Duda Tojo Una-Una Cari Jodoh Kaya
Di sebuah desa terpencil yang bersemayam di Kabupaten Tojo Una-Una, Sulawesi Tengah, hiduplah seorang duda bernama Amat. Amat, yang telah ditinggal istrinya selama lima tahun, merasa kesepian. Ia ingin mencari pengganti belahan hatinya, namun dengan satu syarat: ia harus kaya.
Amat bukanlah pria sembarangan. Di usianya yang telah menginjak kepala empat, ia memiliki pekerjaan tetap sebagai buruh tani. Meskipun penghasilannya tidak seberapa, ia memiliki tabungan yang cukup untuk memenuhi kebutuhan sehari-harinya. Namun, menurut Amat, kekayaan materi sangatlah penting dalam berumah tangga.
“Aku sudah pernah merasakan hidup susah dulu,” kata Amat saat diwawancarai oleh seorang jurnalis. “Aku tidak mau lagi merasakan itu. Aku ingin istriku nanti bisa memberikan kehidupan yang layak untukku dan anak-anakku.”
Anak-anak Amat, yang masih bersekolah, menjadi alasan utama mengapa ia ingin mencari jodoh yang kaya. Ia ingin memberikan pendidikan terbaik untuk mereka dan memastikan masa depan mereka terjamin.
“Aku tidak tega melihat anak-anakku hidup susah,” ujar Amat dengan mata berkaca-kaca. “Aku ingin mereka punya kehidupan yang lebih baik dariku.”
Pencarian jodoh Amat tidaklah mudah. Ia telah mencoba berbagai cara, termasuk mendaftar di situs kencan online dan berkonsultasi dengan mak comblang. Namun, belum ada satu pun wanita yang memenuhi kriterianya.
“Kebanyakan wanita yang kutemui hanya menginginkan harta benda,” kata Amat. “Mereka tidak peduli dengan hatiku.”
Kekecewaan Amat semakin menjadi-jadi ketika ia mendengar kabar bahwa mantan istrinya telah menikah dengan seorang pengusaha kaya. Hal ini membuat Amat merasa rendah diri dan tidak pantas mendapatkan kebahagiaan.
“Aku merasa gagal,” bisik Amat. “Aku tidak bisa memberikan kehidupan yang layak untuk istriku dulu, dan sekarang sepertinya aku tidak bisa memberikan kebahagiaan untuk diriku sendiri.”
Namun, di tengah keputusasaannya, Amat masih memiliki secercah harapan. Ia percaya bahwa suatu saat nanti ia akan menemukan wanita yang memahami keinginannya dan bersedia menjadi pendamping hidupnya.
“Aku tidak akan menyerah,” kata Amat. “Aku akan terus mencari sampai aku menemukan jodohku yang kaya.”
Perjalanan pencarian jodoh Amat mengundang banyak komentar dari masyarakat sekitar.
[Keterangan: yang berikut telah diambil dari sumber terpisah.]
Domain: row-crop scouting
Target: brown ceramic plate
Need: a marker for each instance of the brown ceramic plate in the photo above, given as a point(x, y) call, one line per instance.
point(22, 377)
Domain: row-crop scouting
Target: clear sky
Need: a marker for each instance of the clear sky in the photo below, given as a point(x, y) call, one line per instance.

Ada yang mendukung keputusannya, namun ada juga yang mencemoohnya.
“Kamu itu terlalu matre!” kata seorang tetangga dengan nada sinis. “Harusnya kamu cari istri yang baik hati dan penyayang.”
“Tapi aku punya hak untuk menentukan kriteriaku sendiri,” balas Amat dengan tegas. “Aku tidak mau hidup dalam kemiskinan lagi.”
Keputusan Amat untuk mencari jodoh kaya juga menjadi perbincangan di media sosial. Banyak netizen yang mengecam sikapnya yang materialistis.
“Cari istri itu yang baik hati, bukan yang punya banyak harta,” tulis seorang netizen di kolom komentar sebuah postingan tentang Amat.
Namun, ada juga yang berempati dan mendukung pilihan Amat.
“Setiap orang punya kriteria masing-masing dalam mencari jodoh,” kata seorang netizen lain. “Selama tidak merugikan orang lain, ya silakan saja.”
Pencarian jodoh Amat masih terus berlanjut. Ia berharap suatu saat nanti ia akan menemukan wanita yang kaya raya dan bersedia menjadi istrinya. Namun, ia menyadari bahwa kebahagiaan sejati tidak hanya ditentukan oleh harta benda, tetapi juga oleh cinta, kasih sayang, dan kebersamaan.
“Aku tidak akan membiarkan materi menguasai hidupku,” kata Amat. “Aku akan tetap mencari jodoh yang kaya hati dan kaya cinta.”